Le scénario présenté ici est une proposition, dont tous les contenus restent adaptables aux pratiques pédagogiques de chaque enseignant.

- Liaison avec le programme et place dans la progression
- Motivation et problème à résoudre
- Notions, Capacités, Compétences
- Déroulement global de la séquence
- Déroulement détaillé de la séquence
- Focus sur un outil : ArcGIS Online
- Retour des impressions des élèves
- Analyse et évaluation du dispositif
- Une piste d’adaptation aux autres niveaux du lycée

Professeurs expérimentateurs

Elisabeth BEAUBOIS COHEN, au lycée Marie Curie à Sceaux (92)
Sébastien BERGEOT, au lycée Hardouin-Mansart à Saint-Cyr-l’École (78)

LIAISON AVEC LE PROGRAMME
Niveau concerné Seconde, SVT et SNT
Partie du programme SVT : La Terre, la vie et l’organisation du vivant.
SNT : Les données structurées et leur traitement ; localisation, cartographie et mobilité.
PLACE DANS LA PROGRESSION
SVT Le numérique et les SVT (usage des bases de données scientifiques et des systèmes d’informations géoscientifiques ou SIG)
Les échelles de la biodiversité, la biodiversité change au cours du temps
SNT Les données structurées et leur traitement, Localisation, cartographie et mobilité
E. Beaubois : L’utilisation et la production de cartes numériques en SNT s’intègrent avec le travail réalisé par le collègue de SVT de Seconde. Les élèves réexploitent les données de biodiversité et les différentes échelles associées avec l’utilisation concrète d’un mini-SIG.
S. Bergeot : L’enseignement de SNT permet de montrer qu’une carte numérique peut s’enrichir avec des couches de données (géolocalisation, photographie, valeurs chiffrées). La sortie sur le terrain, dans le lycée, est une bonne occasion pour créer une carte numérique locale dans l’objectif ultérieur de l’inventorier.
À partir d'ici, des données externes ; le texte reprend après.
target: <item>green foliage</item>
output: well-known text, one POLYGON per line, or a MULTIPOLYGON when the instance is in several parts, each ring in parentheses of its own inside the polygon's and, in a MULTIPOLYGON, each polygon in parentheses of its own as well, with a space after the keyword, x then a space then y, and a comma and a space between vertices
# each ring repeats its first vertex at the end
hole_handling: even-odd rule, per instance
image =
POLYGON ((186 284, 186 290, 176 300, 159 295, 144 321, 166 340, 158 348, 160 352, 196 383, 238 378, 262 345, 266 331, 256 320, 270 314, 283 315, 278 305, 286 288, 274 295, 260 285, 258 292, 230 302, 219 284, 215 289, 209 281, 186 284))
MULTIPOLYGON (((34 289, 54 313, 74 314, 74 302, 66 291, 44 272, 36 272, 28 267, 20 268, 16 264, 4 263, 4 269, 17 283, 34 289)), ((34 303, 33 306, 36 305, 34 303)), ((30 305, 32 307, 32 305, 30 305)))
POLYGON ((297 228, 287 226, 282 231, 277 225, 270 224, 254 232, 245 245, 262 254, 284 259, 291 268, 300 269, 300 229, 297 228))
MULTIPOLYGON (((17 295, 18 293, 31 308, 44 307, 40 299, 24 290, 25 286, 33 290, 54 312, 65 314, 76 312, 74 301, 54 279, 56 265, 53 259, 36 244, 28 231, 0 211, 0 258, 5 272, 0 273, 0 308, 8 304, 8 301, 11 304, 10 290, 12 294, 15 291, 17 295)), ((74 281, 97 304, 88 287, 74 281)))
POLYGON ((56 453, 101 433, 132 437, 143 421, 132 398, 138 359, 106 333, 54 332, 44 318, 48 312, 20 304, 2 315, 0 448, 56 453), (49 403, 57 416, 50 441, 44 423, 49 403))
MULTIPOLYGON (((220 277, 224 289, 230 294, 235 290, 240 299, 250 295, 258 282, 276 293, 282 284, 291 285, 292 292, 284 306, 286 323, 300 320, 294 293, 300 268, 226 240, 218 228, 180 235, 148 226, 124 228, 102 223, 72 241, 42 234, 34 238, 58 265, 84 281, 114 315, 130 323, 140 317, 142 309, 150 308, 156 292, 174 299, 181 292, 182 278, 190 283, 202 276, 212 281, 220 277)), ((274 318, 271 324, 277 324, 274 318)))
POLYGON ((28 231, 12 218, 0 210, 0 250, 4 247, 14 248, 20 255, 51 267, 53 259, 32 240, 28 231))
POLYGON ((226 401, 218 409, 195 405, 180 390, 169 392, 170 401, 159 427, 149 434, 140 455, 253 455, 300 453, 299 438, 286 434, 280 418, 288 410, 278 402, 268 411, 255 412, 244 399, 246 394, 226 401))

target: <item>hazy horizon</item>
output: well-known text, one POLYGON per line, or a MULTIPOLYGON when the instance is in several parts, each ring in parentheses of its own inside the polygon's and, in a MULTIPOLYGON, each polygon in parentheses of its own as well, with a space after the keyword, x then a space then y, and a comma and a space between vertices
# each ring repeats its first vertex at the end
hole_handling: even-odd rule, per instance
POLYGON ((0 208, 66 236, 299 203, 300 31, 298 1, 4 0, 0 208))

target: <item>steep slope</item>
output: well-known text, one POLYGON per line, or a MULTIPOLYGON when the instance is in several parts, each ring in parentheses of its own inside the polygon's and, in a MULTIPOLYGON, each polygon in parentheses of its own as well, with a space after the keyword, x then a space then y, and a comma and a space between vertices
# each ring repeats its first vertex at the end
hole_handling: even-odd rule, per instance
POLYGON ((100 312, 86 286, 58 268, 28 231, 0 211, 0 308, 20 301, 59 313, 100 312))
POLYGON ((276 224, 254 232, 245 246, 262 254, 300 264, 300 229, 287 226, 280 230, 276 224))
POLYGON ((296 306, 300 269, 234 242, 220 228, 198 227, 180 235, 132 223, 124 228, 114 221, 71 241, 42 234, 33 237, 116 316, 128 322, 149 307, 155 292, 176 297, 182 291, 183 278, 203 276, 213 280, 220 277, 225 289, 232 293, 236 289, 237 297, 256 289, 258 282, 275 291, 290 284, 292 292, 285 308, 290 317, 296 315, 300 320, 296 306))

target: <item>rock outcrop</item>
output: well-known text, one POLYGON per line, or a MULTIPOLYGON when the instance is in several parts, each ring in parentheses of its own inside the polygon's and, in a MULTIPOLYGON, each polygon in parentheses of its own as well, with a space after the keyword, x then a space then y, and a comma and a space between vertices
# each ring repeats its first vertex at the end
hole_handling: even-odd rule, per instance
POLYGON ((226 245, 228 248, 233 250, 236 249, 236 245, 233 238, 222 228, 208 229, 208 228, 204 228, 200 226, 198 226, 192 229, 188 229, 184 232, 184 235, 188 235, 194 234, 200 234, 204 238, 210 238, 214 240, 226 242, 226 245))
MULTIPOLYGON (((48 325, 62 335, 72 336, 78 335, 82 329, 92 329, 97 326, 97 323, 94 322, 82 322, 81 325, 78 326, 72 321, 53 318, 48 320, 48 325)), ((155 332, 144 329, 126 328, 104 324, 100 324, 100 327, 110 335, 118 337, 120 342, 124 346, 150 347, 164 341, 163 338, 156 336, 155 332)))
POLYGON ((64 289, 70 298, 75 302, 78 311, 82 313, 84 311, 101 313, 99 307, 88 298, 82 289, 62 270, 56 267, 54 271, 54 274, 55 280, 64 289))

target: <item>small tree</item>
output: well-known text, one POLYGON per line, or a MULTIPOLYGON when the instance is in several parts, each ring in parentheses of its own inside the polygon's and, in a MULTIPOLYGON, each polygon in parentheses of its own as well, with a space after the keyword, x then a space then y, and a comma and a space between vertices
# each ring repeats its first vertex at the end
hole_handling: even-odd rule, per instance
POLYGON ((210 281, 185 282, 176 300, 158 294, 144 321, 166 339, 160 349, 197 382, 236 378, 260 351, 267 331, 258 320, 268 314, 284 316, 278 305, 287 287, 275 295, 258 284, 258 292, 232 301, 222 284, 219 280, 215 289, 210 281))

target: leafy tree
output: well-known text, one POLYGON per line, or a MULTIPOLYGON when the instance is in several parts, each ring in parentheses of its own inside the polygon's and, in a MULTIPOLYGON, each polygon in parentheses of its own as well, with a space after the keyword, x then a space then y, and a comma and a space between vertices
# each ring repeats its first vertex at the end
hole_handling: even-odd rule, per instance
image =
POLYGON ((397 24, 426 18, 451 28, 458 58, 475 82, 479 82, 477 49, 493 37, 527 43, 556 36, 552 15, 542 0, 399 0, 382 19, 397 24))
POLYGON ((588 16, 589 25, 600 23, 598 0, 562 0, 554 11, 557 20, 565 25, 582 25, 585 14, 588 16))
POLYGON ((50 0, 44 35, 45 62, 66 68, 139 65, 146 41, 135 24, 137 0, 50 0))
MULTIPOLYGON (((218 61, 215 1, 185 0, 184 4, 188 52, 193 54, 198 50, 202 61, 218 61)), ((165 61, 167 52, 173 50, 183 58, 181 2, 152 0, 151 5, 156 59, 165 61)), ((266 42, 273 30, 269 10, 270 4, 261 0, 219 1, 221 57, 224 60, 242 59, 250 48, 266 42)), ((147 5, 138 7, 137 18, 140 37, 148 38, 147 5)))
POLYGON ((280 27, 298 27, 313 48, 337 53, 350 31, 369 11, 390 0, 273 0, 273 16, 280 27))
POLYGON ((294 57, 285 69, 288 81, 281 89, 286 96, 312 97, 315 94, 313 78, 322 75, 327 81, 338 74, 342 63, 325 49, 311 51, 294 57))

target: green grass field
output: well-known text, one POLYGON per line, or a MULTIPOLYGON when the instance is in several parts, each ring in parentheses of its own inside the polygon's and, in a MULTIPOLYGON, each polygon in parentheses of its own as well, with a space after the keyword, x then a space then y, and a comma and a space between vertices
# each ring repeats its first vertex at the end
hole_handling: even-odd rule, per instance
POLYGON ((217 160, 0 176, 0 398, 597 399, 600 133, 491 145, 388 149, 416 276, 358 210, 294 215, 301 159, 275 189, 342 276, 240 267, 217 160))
Cette séance permet de faire écho avec celle du collègue de SVT qui avait été réalisée en amont.

MOTIVATION
E. Beaubois :

  • Lors d’une séance sur le principe des GPS et leur utilisation comme outil de mesure associée en Sciences, les élèves ont appris que les volcanologues pouvaient suivre l’évolution des pentes d’un volcan. Deux écodélégués se sont alors interrogés sur l’intérêt du suivi des balises GPS pour suivre les parcours d’oiseaux migrateurs comme marqueur de réchauffement climatique (avec un arrêt moins au Sud qu’auparavant). Nous avons pu justifier que la géolocalisation pouvait aussi servir à prendre des photographies de terrain, comme instantané pour évaluer la biodiversité. Leur professeur de SVT, différent de leur enseignant de SNT, leur avait montré le principe des quadrats. Dans le cadre de leur cours de SNT, il a été décidé avec les élèves de repartir sur ce système de quadrats qu’ils connaissaient mais avec une entrée via l’utilisation d’un SIG, afin de conserver les données sur des cartes numériques et de pouvoir les comparer sur plusieurs saisons. Le fait de pouvoir lier une envie des élèves tout en essayant un nouvel outil numérique les a tout de suite motivés.



S.Bergeot :

  • Avec les écodélégués, nous avons réfléchi à comment notre lycée pouvait s’inscrire dans une démarche d’éducation au développement durable. La notion de biodiversité a été rapidement proposée par les élèves car en lien avec le programme de Seconde. Une première observation nous a menés à constater une pauvreté de notre établissement en espèces végétales, alors que son parc est pourtant assez grand. Nous avons alors réfléchi à comment montrer scientifiquement cette pauvre biodiversité végétale et sans doute animale. L’utilisation d’un SIG comme la plateforme ArcGIS Online est donc apparue aux élèves comme une bonne alternative aux méthodes classiques de relevés de biodiversité.
PROBLÈME À RÉSOUDRE
E. Beaubois :

Dans le parc de Sceaux, tout proche du lycée, existe-t-il des zones plus riches que d’autres en terme de biodiversité à l’échelle spécifique ?
L’immense pelouse, face au château, est-elle bien la zone la moins riche car piétinée ? (hypothèse des élèves).


S.Bergeot :

Comment inventorier la biodiversité du lycée en utilisant un outil numérique de type SIG ?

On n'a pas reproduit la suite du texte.